I’ve been doing some advance study for teaching at my local church. I’ve been looking at what the book of Psalms teaches about prayer and stumbled on this unique take on the Psalms from preface to a commentary on the Psalms by Bono. Give it a read, and I think it will open up an appropriate and unique perspective about the Psalms.

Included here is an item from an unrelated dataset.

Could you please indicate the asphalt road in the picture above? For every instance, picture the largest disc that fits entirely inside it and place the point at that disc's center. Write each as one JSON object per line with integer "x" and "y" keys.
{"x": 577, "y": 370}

Explaining belief has always been difficult. How do you explain a love and logic at the heart of the universe when the world is so out of whack? How about the poetic versus the actual truth found in the scriptures? Has free will got us crucified? And what about the dodgy characters who inhabit the tome, known as the bible, who claim to hear the voice of God? . . . Explaining faith is impossible…Vision over visibility…instinct over intellect…A songwriter plays a chord with the faith that he will hear the next one in his head. One of the writers of the psalms was a musician, a harp-player whose talents were required at “the palace” as the only medicine that would still the demons of the moody and insecure King Saul of Israel; a thought that still inspires, if not quite explaining Marilyn singing for Kennedy, or the Spice Girls in the court of Prince Charles…

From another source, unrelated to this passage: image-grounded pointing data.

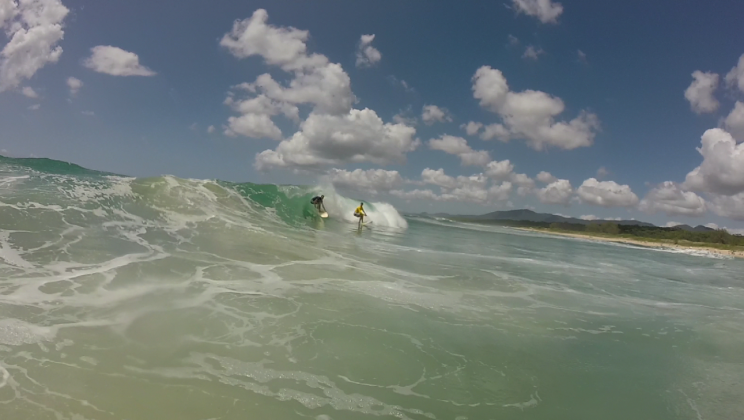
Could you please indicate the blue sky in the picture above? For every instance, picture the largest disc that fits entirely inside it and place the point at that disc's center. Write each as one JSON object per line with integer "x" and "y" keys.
{"x": 155, "y": 76}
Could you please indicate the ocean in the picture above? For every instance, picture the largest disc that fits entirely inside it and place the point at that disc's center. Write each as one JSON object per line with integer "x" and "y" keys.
{"x": 165, "y": 298}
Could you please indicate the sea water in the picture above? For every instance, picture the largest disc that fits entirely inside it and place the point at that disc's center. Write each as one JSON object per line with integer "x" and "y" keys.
{"x": 165, "y": 298}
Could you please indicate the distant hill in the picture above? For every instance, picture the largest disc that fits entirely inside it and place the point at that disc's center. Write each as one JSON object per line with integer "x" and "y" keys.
{"x": 531, "y": 216}
{"x": 699, "y": 228}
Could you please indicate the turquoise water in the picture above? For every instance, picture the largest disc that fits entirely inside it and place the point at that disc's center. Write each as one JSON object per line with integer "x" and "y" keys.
{"x": 165, "y": 298}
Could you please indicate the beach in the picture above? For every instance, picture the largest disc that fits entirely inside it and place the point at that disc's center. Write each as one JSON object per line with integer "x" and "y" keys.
{"x": 163, "y": 297}
{"x": 641, "y": 242}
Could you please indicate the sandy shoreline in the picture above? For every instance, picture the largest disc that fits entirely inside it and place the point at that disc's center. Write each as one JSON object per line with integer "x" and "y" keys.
{"x": 723, "y": 252}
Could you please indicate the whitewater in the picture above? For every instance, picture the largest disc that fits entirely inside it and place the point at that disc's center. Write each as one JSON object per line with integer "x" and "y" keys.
{"x": 168, "y": 298}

At age 12, I was a fan of David, he felt familiar…like a pop star could feel familiar. The words of the psalms were as poetic as they were religious and he was a star. A dramatic character, because before David could fulfill the prophecy and become the king of Israel, he had to take quite a beating. He was forced into exile and ended up in a cave in some no-name border town facing the collapse of his ego and abandonment by God. But this is where the soap opera got interesting, this is where David was said to have composed his first psalm–a blues. That’s what a lot of the psalms feel like to me, the blues. Man shouting at God–“My God, my God why hast thou forsaken me? Why art thou so far from helping me?” (Psalm 22) . . . Abandonment, displacement, is the stuff of my favourite psalms. The Psalter may be a font of gospel music, but for me it’s in his despair that the psalmist really reveals the nature of his special relationship with God. Honesty, even to the point of anger. “How long, Lord? Wilt thou hide thyself forever?” (Psalm 89) or “Answer me when I call” (Psalm 5).
Psalms and hymns were my first taste of inspirational music. I liked the words but I wasn’t sure about the tunes . . . Still, in an odd way, they prepared me for the honesty of John Lennon, the baroque language of Bob Dylan and Leonard Cohen, the open throat of Al Green and Stevie Wonder–when I hear these singers, I am reconnected to a part of me I have no explanation for…my “soul” I guess.

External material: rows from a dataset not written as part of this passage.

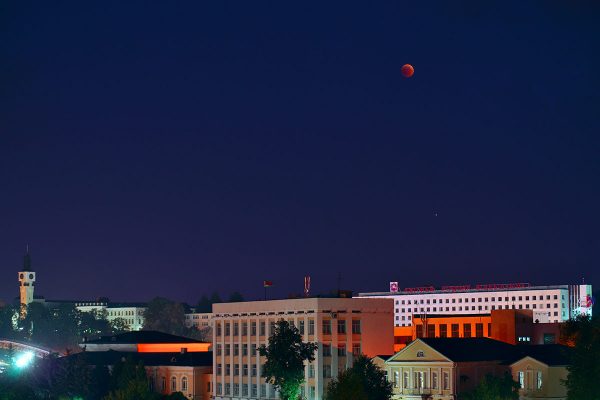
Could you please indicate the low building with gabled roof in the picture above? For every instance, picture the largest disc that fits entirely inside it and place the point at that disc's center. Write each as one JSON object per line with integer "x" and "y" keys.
{"x": 442, "y": 368}
{"x": 540, "y": 372}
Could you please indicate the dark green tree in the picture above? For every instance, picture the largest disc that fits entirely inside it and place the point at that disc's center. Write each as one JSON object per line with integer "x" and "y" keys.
{"x": 130, "y": 382}
{"x": 495, "y": 388}
{"x": 583, "y": 333}
{"x": 365, "y": 379}
{"x": 166, "y": 316}
{"x": 285, "y": 357}
{"x": 348, "y": 385}
{"x": 118, "y": 325}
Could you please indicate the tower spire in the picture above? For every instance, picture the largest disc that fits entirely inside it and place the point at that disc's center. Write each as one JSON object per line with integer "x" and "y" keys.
{"x": 27, "y": 260}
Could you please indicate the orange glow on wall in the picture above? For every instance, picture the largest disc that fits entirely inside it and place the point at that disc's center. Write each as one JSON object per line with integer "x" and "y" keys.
{"x": 173, "y": 347}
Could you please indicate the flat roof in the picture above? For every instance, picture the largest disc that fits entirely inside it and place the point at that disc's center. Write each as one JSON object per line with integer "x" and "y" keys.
{"x": 422, "y": 291}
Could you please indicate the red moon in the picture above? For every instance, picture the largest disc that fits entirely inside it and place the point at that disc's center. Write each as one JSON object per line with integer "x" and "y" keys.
{"x": 407, "y": 70}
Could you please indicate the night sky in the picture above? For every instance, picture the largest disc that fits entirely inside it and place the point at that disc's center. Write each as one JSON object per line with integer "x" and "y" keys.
{"x": 177, "y": 148}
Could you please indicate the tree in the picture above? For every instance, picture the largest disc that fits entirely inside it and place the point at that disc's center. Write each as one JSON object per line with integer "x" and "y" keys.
{"x": 348, "y": 385}
{"x": 495, "y": 388}
{"x": 364, "y": 379}
{"x": 583, "y": 333}
{"x": 130, "y": 382}
{"x": 285, "y": 356}
{"x": 166, "y": 316}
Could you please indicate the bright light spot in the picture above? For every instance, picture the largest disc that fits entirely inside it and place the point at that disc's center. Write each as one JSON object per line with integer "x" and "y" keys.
{"x": 24, "y": 360}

Words and music did for me what solid, even rigorous, religious argument never could do, they introduced me to God, not belief in God, more an experiential sense of GOD. Over art, literature, reason, the way to my spirit was a combination of words and music. As a result the Book of Psalms always felt open to me and led me to the poetry of Ecclesiastes, the Song of Solomon, the book of John…My religion could not be fiction but it had to transcend facts. It could be mystical, but not mythical and definitely not ritual…Anyway, I stopped going to churches and got myself into a different kind of religion. Don’t laugh, that’s what being in a rock’n’roll band is, not pseudo-religion either…Show-business is Shamanism: Music is Worship; whether it’s worship of women or their designer, the world or its destroyer, whether it comes from that ancient place we call soul or simply the spinal cortex, whether the prayers are on fire with a dumb rage or dove-like desire…the smoke goes upwards…to God or something you replace God with…usually yourself.
Years ago, lost for words and forty minutes of recording time left before the end of our studio time, we were still looking for a song to close our third album, War. We wanted to put something explicitly spiritual on the record to balance the politics and romance of it; like Marley or Marvin Gaye would. We thought about the psalms…”Psalm 40″…There was some squirming. We were a very “white” rock group, and such plundering of the scriptures was taboo for a white rock group unless it was in the “service of Satan”. Or worse, Goth.
“Psalm 40” is interesting in that it suggests a time in which grace will replace karma, and love the very strict laws of Moses (i.e. fulfill them). I love that thought. David, who committed some of the most selfish as well as selfless acts, was depending on it. That the scriptures are brim full of hustlers, murderers, cowards, adulterers and mercenaries used to shock me; now it is a source of great comfort.
“40” became the closing song of U2 shows and on hundreds of occasions, literally hundreds of thousands of people of every size and shape t-shirt have shouted back the refrain, pinched from “Psalm 6”: “How long (to sing this song)”. I had thought of it as a nagging question–pulling at the hem of an invisible deity whose presence we glimpse only when we act in love. How long…hunger? How long…hatred? How long until creation grows up and the chaos of its precocious, hell-bent adolescence has been discarded? I thought it odd that the vocalizing of such questions could bring such comfort; to me too.